Flappy Bird, the phenomenon
All of the features of Flappy Bird: The Game add up to an easy-to-play system that encourages replays through its short sessions and endless scoring. Thus, by its nature, Flappy Bird is readily sharable and a prime target for a social media explosion.
It's social. The scoring system in Flappy Bird means you're either competing against your own high score, or that of friends' you've challenged by sharing your score online. The only options available after a bird face-plant are "OK" (return to the main menu) or "Share" (your most recent score), offering little distraction from playing more or encouraging others to do the same. With such a difficult game, seemingly modest scores of 10 or 20 regularly pop up on social media, beckoning to new players who think "10 points? I'm sure I can beat that." They soon find out that no, they can't, and the play-die-play-share loop continues.

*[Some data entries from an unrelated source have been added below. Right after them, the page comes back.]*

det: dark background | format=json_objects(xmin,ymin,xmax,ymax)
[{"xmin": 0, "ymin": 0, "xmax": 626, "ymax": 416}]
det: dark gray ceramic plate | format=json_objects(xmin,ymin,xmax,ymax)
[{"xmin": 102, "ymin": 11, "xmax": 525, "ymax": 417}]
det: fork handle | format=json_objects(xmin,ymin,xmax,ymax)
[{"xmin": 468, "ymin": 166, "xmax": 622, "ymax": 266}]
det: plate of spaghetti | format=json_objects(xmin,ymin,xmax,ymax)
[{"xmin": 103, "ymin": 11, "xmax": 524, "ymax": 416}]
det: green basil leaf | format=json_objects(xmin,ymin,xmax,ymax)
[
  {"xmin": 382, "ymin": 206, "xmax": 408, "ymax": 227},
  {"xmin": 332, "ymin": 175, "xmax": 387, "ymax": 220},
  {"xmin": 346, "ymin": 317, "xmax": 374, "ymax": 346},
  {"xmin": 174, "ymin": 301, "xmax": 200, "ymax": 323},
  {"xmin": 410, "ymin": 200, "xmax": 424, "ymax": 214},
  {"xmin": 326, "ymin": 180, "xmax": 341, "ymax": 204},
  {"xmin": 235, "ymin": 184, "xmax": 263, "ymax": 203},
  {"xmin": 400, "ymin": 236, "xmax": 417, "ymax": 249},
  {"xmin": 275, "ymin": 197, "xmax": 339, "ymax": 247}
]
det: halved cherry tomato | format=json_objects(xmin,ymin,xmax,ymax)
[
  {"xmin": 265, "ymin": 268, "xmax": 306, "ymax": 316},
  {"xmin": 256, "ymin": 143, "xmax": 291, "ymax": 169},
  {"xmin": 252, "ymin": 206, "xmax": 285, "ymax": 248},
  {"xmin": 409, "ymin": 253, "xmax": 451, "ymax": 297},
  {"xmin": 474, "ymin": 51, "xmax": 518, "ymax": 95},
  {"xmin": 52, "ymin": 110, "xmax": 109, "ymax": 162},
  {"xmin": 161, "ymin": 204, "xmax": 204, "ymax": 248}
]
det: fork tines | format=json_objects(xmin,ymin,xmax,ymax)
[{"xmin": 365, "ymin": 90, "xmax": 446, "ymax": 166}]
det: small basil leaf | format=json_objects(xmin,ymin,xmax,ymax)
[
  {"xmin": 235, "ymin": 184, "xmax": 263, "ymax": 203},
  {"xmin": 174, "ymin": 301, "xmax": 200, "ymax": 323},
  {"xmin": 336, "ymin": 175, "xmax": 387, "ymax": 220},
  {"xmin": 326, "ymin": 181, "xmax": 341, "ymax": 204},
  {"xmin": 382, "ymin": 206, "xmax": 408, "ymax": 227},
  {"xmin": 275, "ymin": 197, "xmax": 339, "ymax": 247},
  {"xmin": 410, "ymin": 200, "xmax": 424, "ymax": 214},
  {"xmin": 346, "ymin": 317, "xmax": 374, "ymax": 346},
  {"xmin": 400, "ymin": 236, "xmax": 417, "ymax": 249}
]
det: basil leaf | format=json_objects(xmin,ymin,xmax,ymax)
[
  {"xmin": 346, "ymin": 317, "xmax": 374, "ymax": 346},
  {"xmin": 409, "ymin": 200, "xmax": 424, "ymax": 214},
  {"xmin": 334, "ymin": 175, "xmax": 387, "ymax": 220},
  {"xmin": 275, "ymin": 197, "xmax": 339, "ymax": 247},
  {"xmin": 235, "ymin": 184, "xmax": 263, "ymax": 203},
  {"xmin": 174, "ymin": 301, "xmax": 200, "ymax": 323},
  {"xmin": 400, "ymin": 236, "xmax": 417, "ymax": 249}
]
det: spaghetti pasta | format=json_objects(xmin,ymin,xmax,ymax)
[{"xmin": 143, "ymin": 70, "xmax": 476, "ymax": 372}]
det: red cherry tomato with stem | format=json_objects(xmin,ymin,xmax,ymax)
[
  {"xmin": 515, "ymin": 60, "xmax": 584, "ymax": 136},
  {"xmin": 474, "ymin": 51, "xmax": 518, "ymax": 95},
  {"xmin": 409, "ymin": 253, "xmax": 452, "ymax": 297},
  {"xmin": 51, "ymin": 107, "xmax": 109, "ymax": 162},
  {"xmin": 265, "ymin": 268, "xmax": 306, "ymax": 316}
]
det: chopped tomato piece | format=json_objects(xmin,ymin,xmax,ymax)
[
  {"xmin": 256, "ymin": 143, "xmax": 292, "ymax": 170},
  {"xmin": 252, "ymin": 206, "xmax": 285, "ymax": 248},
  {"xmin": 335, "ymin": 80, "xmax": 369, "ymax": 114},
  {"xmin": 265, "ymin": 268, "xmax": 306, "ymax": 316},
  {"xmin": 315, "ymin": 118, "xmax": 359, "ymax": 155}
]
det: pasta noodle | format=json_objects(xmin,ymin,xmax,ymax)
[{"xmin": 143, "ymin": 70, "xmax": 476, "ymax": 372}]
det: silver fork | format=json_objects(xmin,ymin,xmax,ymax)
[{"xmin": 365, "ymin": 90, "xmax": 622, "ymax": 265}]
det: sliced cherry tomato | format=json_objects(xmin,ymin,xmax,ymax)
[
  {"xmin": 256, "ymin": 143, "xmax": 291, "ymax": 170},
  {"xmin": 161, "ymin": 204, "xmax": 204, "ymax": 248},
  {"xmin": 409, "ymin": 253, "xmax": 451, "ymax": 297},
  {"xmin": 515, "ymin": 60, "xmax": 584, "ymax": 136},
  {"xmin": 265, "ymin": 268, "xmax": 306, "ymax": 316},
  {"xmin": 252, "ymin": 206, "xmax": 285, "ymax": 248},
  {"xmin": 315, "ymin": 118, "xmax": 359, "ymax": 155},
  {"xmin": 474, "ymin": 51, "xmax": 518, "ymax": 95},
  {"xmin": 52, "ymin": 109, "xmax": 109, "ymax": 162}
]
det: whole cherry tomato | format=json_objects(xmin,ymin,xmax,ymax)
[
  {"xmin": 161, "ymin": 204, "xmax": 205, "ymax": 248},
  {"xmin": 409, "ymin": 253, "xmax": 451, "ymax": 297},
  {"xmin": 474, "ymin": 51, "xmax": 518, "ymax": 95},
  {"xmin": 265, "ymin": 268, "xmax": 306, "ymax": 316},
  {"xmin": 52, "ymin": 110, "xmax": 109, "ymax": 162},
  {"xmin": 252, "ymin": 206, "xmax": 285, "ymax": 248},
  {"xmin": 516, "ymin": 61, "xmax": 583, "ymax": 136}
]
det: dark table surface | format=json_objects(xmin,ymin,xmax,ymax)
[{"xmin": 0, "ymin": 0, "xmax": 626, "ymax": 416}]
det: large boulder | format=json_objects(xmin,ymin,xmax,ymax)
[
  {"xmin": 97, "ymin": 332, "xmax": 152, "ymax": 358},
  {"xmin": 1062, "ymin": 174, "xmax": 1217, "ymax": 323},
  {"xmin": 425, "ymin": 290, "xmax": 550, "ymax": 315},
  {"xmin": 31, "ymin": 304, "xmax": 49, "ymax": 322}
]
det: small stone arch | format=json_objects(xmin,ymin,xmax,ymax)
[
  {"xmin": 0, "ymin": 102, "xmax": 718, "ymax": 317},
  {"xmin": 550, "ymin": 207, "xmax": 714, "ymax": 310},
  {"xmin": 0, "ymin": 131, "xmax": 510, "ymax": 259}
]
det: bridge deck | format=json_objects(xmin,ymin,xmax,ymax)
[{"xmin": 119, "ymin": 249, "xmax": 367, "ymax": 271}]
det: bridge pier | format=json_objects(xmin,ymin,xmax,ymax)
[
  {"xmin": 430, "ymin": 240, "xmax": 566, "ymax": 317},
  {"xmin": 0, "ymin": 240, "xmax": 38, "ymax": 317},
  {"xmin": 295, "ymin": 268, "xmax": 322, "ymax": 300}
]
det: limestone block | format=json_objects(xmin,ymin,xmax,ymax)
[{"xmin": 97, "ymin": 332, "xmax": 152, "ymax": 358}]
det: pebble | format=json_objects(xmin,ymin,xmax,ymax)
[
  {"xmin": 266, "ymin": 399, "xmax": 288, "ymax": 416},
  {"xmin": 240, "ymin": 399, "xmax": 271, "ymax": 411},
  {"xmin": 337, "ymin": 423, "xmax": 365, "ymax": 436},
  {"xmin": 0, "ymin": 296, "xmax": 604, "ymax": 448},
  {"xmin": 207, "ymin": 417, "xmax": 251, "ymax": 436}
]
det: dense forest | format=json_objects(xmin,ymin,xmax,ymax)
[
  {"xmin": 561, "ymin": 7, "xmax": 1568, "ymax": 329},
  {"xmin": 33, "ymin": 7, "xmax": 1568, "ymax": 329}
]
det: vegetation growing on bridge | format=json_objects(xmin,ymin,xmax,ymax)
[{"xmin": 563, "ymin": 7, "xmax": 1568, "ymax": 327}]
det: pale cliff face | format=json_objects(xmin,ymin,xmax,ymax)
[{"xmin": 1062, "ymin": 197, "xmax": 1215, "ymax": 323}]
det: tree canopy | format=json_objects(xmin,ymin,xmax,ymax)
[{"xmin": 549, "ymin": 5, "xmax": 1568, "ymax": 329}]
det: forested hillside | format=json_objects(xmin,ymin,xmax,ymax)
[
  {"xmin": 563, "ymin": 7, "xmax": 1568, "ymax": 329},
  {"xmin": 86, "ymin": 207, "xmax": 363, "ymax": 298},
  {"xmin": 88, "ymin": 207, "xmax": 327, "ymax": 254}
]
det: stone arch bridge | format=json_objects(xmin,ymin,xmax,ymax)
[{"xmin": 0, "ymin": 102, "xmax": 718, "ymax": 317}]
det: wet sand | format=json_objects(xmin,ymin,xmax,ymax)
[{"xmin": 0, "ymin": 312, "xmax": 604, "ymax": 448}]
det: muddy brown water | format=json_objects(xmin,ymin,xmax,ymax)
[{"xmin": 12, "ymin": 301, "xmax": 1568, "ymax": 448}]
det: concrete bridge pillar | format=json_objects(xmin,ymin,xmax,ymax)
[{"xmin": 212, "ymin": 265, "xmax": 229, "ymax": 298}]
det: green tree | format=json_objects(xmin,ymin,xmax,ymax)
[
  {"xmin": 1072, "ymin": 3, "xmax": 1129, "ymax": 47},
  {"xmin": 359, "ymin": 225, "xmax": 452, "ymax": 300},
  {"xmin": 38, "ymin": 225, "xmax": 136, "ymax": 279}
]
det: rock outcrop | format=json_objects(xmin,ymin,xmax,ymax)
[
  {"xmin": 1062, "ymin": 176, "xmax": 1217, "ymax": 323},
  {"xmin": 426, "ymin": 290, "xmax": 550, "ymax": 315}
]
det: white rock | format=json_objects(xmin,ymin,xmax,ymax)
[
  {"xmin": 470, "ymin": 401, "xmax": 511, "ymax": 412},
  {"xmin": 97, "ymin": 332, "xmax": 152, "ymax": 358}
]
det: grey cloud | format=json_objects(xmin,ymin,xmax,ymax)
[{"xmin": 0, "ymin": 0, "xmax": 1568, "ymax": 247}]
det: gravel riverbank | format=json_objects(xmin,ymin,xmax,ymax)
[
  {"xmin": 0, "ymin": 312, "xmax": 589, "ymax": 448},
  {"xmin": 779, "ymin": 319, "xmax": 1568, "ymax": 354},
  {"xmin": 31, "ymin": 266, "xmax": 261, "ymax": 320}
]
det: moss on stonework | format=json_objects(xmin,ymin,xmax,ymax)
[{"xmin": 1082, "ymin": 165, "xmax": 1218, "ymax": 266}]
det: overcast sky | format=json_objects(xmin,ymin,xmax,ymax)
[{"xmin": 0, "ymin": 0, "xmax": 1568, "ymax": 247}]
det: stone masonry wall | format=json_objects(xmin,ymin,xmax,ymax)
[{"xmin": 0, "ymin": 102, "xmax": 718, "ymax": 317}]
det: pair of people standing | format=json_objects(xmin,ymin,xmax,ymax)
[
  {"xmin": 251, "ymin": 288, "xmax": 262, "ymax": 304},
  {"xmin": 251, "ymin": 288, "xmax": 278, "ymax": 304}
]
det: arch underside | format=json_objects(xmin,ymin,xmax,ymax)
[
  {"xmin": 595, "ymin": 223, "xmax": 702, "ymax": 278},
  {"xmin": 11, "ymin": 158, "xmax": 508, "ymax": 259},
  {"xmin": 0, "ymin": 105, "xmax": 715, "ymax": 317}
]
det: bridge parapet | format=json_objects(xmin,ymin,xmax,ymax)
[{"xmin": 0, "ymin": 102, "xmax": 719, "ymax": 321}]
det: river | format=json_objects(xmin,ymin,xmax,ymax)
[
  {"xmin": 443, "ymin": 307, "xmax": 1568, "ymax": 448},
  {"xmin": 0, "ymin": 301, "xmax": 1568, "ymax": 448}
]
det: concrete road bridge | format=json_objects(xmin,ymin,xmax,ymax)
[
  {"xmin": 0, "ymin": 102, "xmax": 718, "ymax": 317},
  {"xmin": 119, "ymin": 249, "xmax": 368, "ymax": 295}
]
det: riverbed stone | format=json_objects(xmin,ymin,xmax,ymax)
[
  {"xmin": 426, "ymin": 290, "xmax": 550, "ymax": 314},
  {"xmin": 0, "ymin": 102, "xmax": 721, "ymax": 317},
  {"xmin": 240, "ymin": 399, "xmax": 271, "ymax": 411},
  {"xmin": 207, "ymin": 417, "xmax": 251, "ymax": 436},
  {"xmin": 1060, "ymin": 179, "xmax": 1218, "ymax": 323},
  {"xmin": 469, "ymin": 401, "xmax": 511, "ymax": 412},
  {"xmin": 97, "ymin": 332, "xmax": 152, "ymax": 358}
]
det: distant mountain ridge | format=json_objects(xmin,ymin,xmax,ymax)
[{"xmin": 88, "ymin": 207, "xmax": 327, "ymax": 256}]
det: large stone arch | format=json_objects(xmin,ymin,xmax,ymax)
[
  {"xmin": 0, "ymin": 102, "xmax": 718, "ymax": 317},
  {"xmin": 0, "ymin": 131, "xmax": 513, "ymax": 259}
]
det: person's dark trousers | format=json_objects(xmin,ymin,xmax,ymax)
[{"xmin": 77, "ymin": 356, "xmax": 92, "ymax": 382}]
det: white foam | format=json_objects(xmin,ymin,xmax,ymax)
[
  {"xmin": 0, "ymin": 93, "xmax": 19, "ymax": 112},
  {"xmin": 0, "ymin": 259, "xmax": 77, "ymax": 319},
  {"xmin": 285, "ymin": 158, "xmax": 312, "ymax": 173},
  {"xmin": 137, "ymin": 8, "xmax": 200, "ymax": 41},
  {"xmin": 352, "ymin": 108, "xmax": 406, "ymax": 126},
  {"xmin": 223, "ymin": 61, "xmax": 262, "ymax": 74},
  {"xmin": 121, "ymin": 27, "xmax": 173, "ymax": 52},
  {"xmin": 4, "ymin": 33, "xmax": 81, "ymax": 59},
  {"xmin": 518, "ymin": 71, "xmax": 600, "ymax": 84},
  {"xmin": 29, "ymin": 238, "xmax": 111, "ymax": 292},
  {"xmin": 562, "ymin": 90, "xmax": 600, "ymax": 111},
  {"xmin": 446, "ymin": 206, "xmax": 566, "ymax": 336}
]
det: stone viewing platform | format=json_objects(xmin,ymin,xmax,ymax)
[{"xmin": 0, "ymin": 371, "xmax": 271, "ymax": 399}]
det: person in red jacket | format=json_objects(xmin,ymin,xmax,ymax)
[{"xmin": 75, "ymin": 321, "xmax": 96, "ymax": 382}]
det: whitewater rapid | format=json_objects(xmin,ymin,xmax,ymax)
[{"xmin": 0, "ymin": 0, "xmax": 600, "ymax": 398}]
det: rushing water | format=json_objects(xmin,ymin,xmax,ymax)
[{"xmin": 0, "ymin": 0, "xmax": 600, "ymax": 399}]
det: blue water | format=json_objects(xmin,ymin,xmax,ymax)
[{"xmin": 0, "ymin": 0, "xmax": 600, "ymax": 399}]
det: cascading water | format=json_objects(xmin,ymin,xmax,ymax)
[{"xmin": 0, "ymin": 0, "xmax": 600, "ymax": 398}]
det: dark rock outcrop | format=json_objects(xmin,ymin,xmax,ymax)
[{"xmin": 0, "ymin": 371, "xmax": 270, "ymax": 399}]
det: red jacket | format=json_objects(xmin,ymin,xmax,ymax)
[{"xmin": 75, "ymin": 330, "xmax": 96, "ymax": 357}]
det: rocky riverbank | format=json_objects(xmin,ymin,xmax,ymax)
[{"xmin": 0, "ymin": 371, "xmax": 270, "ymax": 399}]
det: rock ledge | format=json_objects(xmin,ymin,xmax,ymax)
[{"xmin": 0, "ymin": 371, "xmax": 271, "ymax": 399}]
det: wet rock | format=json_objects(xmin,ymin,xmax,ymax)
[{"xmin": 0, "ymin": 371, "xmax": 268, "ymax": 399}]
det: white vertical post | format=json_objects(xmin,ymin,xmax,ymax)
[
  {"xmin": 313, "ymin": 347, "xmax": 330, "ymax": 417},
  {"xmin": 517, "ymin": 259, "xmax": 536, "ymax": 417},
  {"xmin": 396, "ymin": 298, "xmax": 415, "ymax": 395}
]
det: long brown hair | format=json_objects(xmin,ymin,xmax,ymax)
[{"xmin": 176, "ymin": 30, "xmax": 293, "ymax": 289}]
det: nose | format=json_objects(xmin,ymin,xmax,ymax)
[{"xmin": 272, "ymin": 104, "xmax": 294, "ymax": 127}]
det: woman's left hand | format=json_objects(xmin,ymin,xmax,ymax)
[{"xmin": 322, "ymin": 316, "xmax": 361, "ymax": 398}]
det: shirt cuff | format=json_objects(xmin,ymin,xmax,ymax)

It's viral. The quick-and-easy explanation for Flappy Bird's sudden success is that it "went viral," but this was comprised of a number of factors, and the "original" viral outbreak is still unclear. Popular YouTube gamer PewDiePie played it on his channel, but this was ten days after the game hit the #1 App Store spot. Twitter latched onto the game's insane difficulty, with numerous Twitter accounts based around "Flappy Bird Problems" with Tweets like "Relationship status: flappy bird" and "got 99 problems and flappy bird is all of them." Players have made a game of writing the most outrageous and soul-crushingly-ridiculous reviews on the Flappy Bird app itself, including warnings like "After two weeks of playing I had lost half of my body mass but still I continued playing. My family called an exorcist to try and remove this devil game but flappy bird had already firmly gripped my soul."
If you think your iPad or Android tablet game is the best, consider submitting it to the 2014 Tabby Awards.
It's a meme. The above two features, built off everything intrinsic to Flappy Bird itself, have taken Nguyen's app from game status to meme status. The overly-dramatic App Store reviews, the Twitter references that appear by the hundreds each minute, the abundance of "Let's Play!"s on YouTube, and even the BuzzFeed lists are part of a cultural phenomenon, not a gaming one. Flappy Bird mania is not about Flappy Bird. It's about belonging to something larger than yourself, being included, and sharing some laughs.
This also means that Flappy Bird's fame is destined to be short-lived. This is not the next Angry Birds or Candy Crush Saga. Once players' friends and social media circles have stopped playing and Tweeting high scores or despair-filled lamentations about how they've broken their phone, playtime will also drop off. Like overly-attached girlfriend or Doge, Flappy Bird's over-heating spotlight is bound to burn out. But still: such wow, much bird.